URBANA, Ill. – Tackling nutrient pollution in the Gulf of Mexico is a big job, requiring coordination between dozens of states whose waters flow into the Mississippi. Although a 2011 U.S. Environmental Protection Agency memo set a framework for each state to reduce its nutrient load, it was up to the states to set their own policies in motion.
More than a decade on, critics have questioned the effectiveness of state nutrient reduction strategies, noting the still-massive hypoxic dead zones in the Gulf. In a new University of Illinois-led study, social scientists looked at the process states took to develop and implement their strategies, identifying key strengths and challenges that can inform other large-scale cooperative efforts.
Interviewing personnel involved in the planning and execution of nutrient reduction strategies in seven upper Mississippi River Basin states, the research team found the EPA memo spurred initial energy.
“States really took advantage of the policy window opened by the EPA memo and its directive to create nutrient reduction strategies at the state level. After 2011, when groups started meeting, there was a lot of energy across the region to bring people together and try to come up with innovative new solutions. Ten years later, that energy is more dispersed. So, utilizing that policy window is a key lesson for other multi-state planning processes,” says Chloe Wardropper, assistant professor of natural resource policy in the Department of Natural Resources and Environmental Sciences at U of I and lead author on the study.

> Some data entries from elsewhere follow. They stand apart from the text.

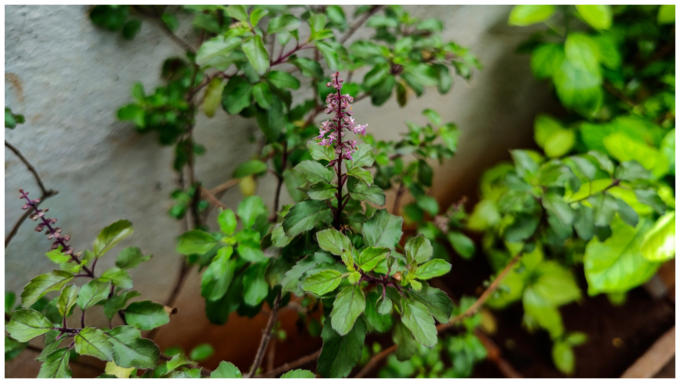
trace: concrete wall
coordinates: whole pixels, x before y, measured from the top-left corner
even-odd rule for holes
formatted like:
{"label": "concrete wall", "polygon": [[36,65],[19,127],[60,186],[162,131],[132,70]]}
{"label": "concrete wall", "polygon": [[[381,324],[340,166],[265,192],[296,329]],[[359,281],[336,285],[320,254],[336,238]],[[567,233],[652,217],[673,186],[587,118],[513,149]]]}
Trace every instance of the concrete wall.
{"label": "concrete wall", "polygon": [[[513,53],[529,30],[507,27],[510,6],[406,8],[416,17],[442,20],[445,41],[470,47],[484,68],[469,83],[455,79],[448,95],[428,89],[419,99],[412,96],[404,109],[394,99],[379,109],[363,101],[355,105],[355,115],[368,123],[379,139],[398,138],[406,130],[405,120],[423,123],[420,112],[424,108],[434,108],[444,121],[456,122],[462,131],[460,151],[436,170],[433,189],[440,202],[448,204],[461,195],[474,194],[480,172],[508,158],[508,149],[531,145],[533,117],[552,108],[552,98],[545,85],[533,79],[528,57]],[[172,203],[169,194],[175,188],[172,149],[157,144],[154,135],[139,135],[129,124],[117,121],[115,111],[130,102],[134,82],[141,81],[147,91],[159,84],[163,59],[182,51],[148,20],[135,40],[128,42],[120,34],[95,28],[87,17],[87,6],[5,9],[5,105],[27,119],[16,130],[6,130],[7,141],[33,163],[48,188],[59,190],[44,206],[50,208],[50,216],[59,218],[77,250],[91,248],[99,230],[111,222],[129,219],[134,223],[136,231],[123,245],[139,246],[144,253],[154,254],[150,262],[132,271],[135,289],[146,299],[164,301],[180,264],[174,251],[180,224],[167,215]],[[196,42],[190,28],[179,34]],[[248,141],[253,134],[258,134],[253,120],[227,116],[223,111],[212,120],[199,116],[196,139],[208,154],[199,159],[197,173],[205,185],[227,181],[238,163],[255,153],[255,145]],[[32,196],[38,196],[39,190],[9,151],[5,153],[5,170],[8,233],[23,213],[17,190],[30,190]],[[270,176],[259,185],[259,194],[270,205],[273,189]],[[391,198],[390,193],[387,206],[391,206]],[[235,208],[240,199],[238,188],[234,188],[222,202]],[[284,196],[284,203],[287,199]],[[33,226],[28,221],[6,249],[5,288],[17,294],[30,278],[53,269],[44,257],[49,241],[35,233]],[[113,265],[115,254],[104,257],[98,269]],[[223,327],[209,325],[199,286],[200,277],[194,271],[177,303],[179,314],[160,331],[159,344],[182,344],[191,349],[209,341],[217,349],[209,365],[228,359],[247,368],[265,316],[233,318]],[[92,315],[88,320],[103,323],[101,316]],[[294,320],[293,312],[283,313],[286,326],[293,326]],[[238,338],[234,334],[239,334]],[[306,340],[288,342],[293,342],[288,346],[297,342],[306,349],[318,347]],[[35,376],[34,357],[27,351],[9,363],[7,376]],[[279,353],[277,364],[292,357]]]}

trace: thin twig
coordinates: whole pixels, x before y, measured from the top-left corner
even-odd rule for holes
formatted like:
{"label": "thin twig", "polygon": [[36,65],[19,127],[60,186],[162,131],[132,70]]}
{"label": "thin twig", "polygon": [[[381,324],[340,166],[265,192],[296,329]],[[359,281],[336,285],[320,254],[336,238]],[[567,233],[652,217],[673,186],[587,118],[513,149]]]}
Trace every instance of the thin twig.
{"label": "thin twig", "polygon": [[222,209],[227,208],[227,206],[225,204],[223,204],[222,202],[220,202],[220,200],[218,200],[214,195],[212,195],[212,193],[208,189],[206,189],[202,186],[201,186],[201,195],[203,197],[207,198],[208,201],[210,202],[210,204],[212,204],[214,207],[221,207]]}
{"label": "thin twig", "polygon": [[17,157],[19,157],[19,159],[21,160],[21,162],[23,162],[24,165],[26,165],[26,167],[28,168],[28,170],[29,170],[31,173],[33,173],[33,177],[35,177],[35,181],[38,183],[38,186],[40,186],[40,191],[42,192],[43,195],[45,195],[45,194],[50,194],[50,193],[52,193],[52,195],[56,194],[56,192],[55,192],[54,190],[51,190],[51,189],[50,189],[50,190],[47,190],[47,189],[45,188],[45,184],[43,184],[42,179],[40,178],[40,175],[38,174],[38,171],[35,170],[35,168],[33,167],[33,165],[31,165],[31,163],[28,162],[28,160],[26,159],[26,157],[24,157],[24,155],[21,154],[21,152],[19,151],[19,149],[17,149],[14,145],[10,144],[10,143],[7,142],[7,141],[5,141],[5,146],[8,147],[9,150],[11,150],[12,152],[14,152],[14,154],[16,154]]}
{"label": "thin twig", "polygon": [[[498,274],[496,279],[489,285],[489,287],[487,287],[487,289],[484,291],[484,293],[482,293],[482,295],[479,298],[477,298],[475,303],[473,303],[472,306],[468,307],[468,309],[465,310],[465,312],[461,313],[460,315],[455,316],[448,323],[439,324],[437,326],[437,332],[440,332],[440,331],[446,330],[450,327],[453,327],[455,324],[457,324],[459,321],[463,320],[464,318],[472,316],[475,313],[477,313],[477,310],[479,310],[479,308],[484,304],[484,302],[486,302],[486,300],[489,299],[491,294],[494,291],[496,291],[496,289],[500,285],[503,278],[505,278],[505,276],[510,272],[510,270],[515,265],[515,263],[517,263],[517,261],[519,261],[519,258],[520,258],[520,254],[517,254],[514,257],[512,257],[512,259],[510,259],[510,261],[505,266],[505,268],[500,272],[500,274]],[[386,348],[385,350],[381,351],[379,354],[374,355],[371,358],[371,360],[369,360],[368,363],[366,363],[364,368],[362,368],[361,371],[359,371],[359,373],[356,374],[354,377],[355,378],[363,378],[364,376],[366,376],[366,374],[371,372],[371,370],[378,363],[380,363],[388,355],[390,355],[391,353],[396,351],[396,349],[397,349],[397,345],[394,344],[394,345]]]}
{"label": "thin twig", "polygon": [[264,332],[262,333],[260,347],[257,349],[255,360],[253,361],[253,365],[250,367],[250,372],[248,372],[246,378],[252,378],[255,376],[255,371],[257,371],[258,367],[260,367],[260,364],[262,363],[262,358],[264,358],[264,353],[267,350],[269,340],[272,337],[272,328],[274,327],[274,323],[276,323],[276,314],[279,311],[279,303],[281,303],[281,291],[279,291],[279,293],[276,295],[274,307],[272,307],[272,312],[269,315],[269,321],[267,322],[267,327],[265,327]]}
{"label": "thin twig", "polygon": [[297,367],[304,366],[305,364],[307,364],[309,362],[315,361],[319,357],[319,355],[321,355],[321,350],[318,350],[313,354],[303,356],[302,358],[300,358],[300,359],[298,359],[294,362],[283,364],[283,365],[281,365],[281,366],[279,366],[279,367],[277,367],[277,368],[275,368],[271,371],[268,371],[266,374],[256,376],[256,378],[274,378],[279,374],[290,371],[290,370],[297,368]]}

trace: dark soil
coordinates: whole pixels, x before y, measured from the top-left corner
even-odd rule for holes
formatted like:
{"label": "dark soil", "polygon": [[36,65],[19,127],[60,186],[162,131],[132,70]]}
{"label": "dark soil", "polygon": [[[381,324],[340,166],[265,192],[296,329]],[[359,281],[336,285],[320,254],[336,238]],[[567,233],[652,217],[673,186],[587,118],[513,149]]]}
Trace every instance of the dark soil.
{"label": "dark soil", "polygon": [[[481,255],[464,261],[451,259],[453,268],[443,282],[458,298],[478,296],[491,269]],[[583,270],[576,273],[586,291]],[[567,331],[588,334],[588,342],[574,348],[575,378],[618,378],[663,333],[675,325],[675,305],[669,300],[654,301],[643,288],[628,293],[626,303],[612,305],[605,295],[585,296],[580,302],[560,309]],[[490,338],[501,349],[502,357],[527,378],[564,377],[553,365],[552,342],[547,332],[530,334],[522,327],[523,310],[517,303],[493,313],[497,331]],[[495,364],[485,361],[476,366],[475,378],[502,378]]]}

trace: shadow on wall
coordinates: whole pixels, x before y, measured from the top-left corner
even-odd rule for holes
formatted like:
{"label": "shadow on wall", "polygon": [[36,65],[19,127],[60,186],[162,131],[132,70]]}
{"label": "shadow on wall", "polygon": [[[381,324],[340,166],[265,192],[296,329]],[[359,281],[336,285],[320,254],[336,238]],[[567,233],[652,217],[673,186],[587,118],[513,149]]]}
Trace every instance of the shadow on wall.
{"label": "shadow on wall", "polygon": [[[170,169],[172,153],[168,148],[160,148],[153,137],[140,138],[131,127],[116,121],[115,109],[128,102],[129,90],[135,81],[142,79],[147,91],[152,89],[158,82],[157,64],[165,57],[180,53],[151,23],[144,25],[138,40],[132,44],[115,40],[109,33],[90,25],[85,8],[7,8],[8,15],[17,16],[8,17],[7,21],[7,70],[25,81],[26,107],[16,111],[24,112],[29,121],[22,127],[25,129],[9,132],[8,140],[26,148],[28,153],[24,153],[34,160],[48,188],[60,191],[58,197],[49,200],[50,208],[60,222],[64,222],[64,230],[74,235],[74,241],[79,241],[75,243],[76,248],[91,246],[91,239],[109,221],[128,218],[135,223],[136,233],[126,240],[125,246],[139,246],[144,253],[155,254],[145,267],[134,270],[135,289],[143,292],[147,299],[164,301],[180,262],[174,252],[179,225],[166,214],[171,203],[168,195],[174,183]],[[399,132],[406,131],[405,120],[424,123],[420,112],[425,108],[437,110],[443,121],[452,121],[459,126],[461,137],[456,157],[434,168],[432,194],[442,209],[446,209],[461,196],[474,200],[479,176],[486,168],[510,158],[509,149],[533,147],[532,127],[536,113],[558,109],[545,84],[533,78],[529,57],[514,53],[517,44],[531,30],[524,28],[522,33],[517,33],[507,27],[510,6],[406,8],[418,17],[442,19],[445,22],[444,40],[454,40],[471,48],[483,69],[474,74],[469,84],[456,78],[453,90],[447,95],[428,89],[421,98],[411,95],[403,109],[394,99],[380,109],[364,101],[355,104],[355,113],[362,123],[368,123],[374,129],[378,139],[396,139]],[[41,15],[45,30],[51,32],[36,31],[41,34],[29,37],[34,34],[25,30],[27,20]],[[71,31],[63,27],[64,20],[76,20],[77,25],[83,27]],[[47,50],[43,54],[54,57],[55,66],[38,68],[31,63],[35,54],[32,52],[41,47]],[[68,56],[74,53],[75,58]],[[112,55],[117,57],[116,61],[105,61]],[[60,66],[62,56],[66,57],[64,62],[68,68]],[[98,69],[89,70],[94,66]],[[76,72],[79,73],[77,77],[74,76]],[[55,89],[60,81],[69,79],[75,79],[76,85],[67,87],[68,93],[57,93]],[[19,101],[16,96],[12,99],[11,84],[5,89],[8,102]],[[61,101],[54,99],[62,95]],[[44,117],[31,120],[38,113],[44,113]],[[248,136],[257,130],[255,122],[219,113],[212,120],[200,115],[196,132],[197,140],[208,149],[208,155],[201,158],[197,169],[208,186],[224,182],[236,165],[250,158],[255,150],[255,145],[246,144]],[[36,132],[42,133],[38,141],[34,138]],[[54,155],[51,150],[57,150],[54,146],[68,134],[80,137],[78,151]],[[73,146],[73,139],[70,140]],[[33,181],[11,154],[6,154],[5,158],[8,170],[5,223],[11,227],[21,213],[12,193],[23,185],[33,185]],[[11,161],[14,162],[10,164]],[[259,186],[260,195],[268,204],[273,197],[273,185],[272,179],[267,177]],[[391,208],[393,193],[387,194],[386,207]],[[222,201],[235,208],[240,199],[234,188]],[[102,216],[106,217],[105,223]],[[213,221],[214,217],[210,219]],[[24,271],[49,271],[51,265],[43,256],[48,246],[41,237],[35,236],[32,227],[22,228],[12,243],[11,250],[15,255],[8,256],[6,261],[6,288],[21,291],[28,281]],[[29,250],[30,254],[24,254]],[[219,361],[229,360],[242,371],[248,370],[267,320],[266,313],[252,319],[234,314],[225,326],[208,323],[200,297],[200,274],[196,270],[185,282],[177,307],[179,312],[171,317],[169,325],[161,328],[156,338],[162,349],[181,345],[188,351],[198,344],[210,343],[215,354],[205,362],[206,367],[214,368]],[[102,318],[88,318],[99,319]],[[294,310],[283,310],[280,319],[288,338],[285,342],[272,342],[276,345],[273,360],[268,362],[265,357],[263,366],[267,363],[278,366],[320,347],[319,339],[298,334]],[[35,344],[41,345],[41,341]],[[39,368],[33,361],[35,357],[35,352],[28,350],[7,363],[6,376],[35,377]],[[100,373],[75,364],[73,369],[74,376],[93,377]]]}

In our state, University of Illinois Extension has been working with the Illinois Environmental Protection Agency and Illinois Department of Agriculture on the Illinois Nutrient Loss Strategy since nearly the beginning of the effort. Accomplishments have included coordinating the development of the partner-written strategy document published in 2015 and three subsequent biennial reports.
Extension staff also work with these agencies to facilitate the multi-stakeholder Policy Working Group and its five subgroups. Stakeholder representatives include federal and state agencies, agricultural organizations, wastewater treatment agencies, non-governmental organizations, and industries. These meetings have helped provide a shared vision and create opportunities for groups that don’t usually have conversations.
As the study states, “…one agricultural stakeholder noted in Illinois: We feel like that’s a huge thing — that folks like the Sierra Club are aware of what we’re doing, we invite them to our field days, we have discussions of what we think the science is saying, and I feel like we’re all learning a little bit more about the perspectives even between agriculture and environmental communities.”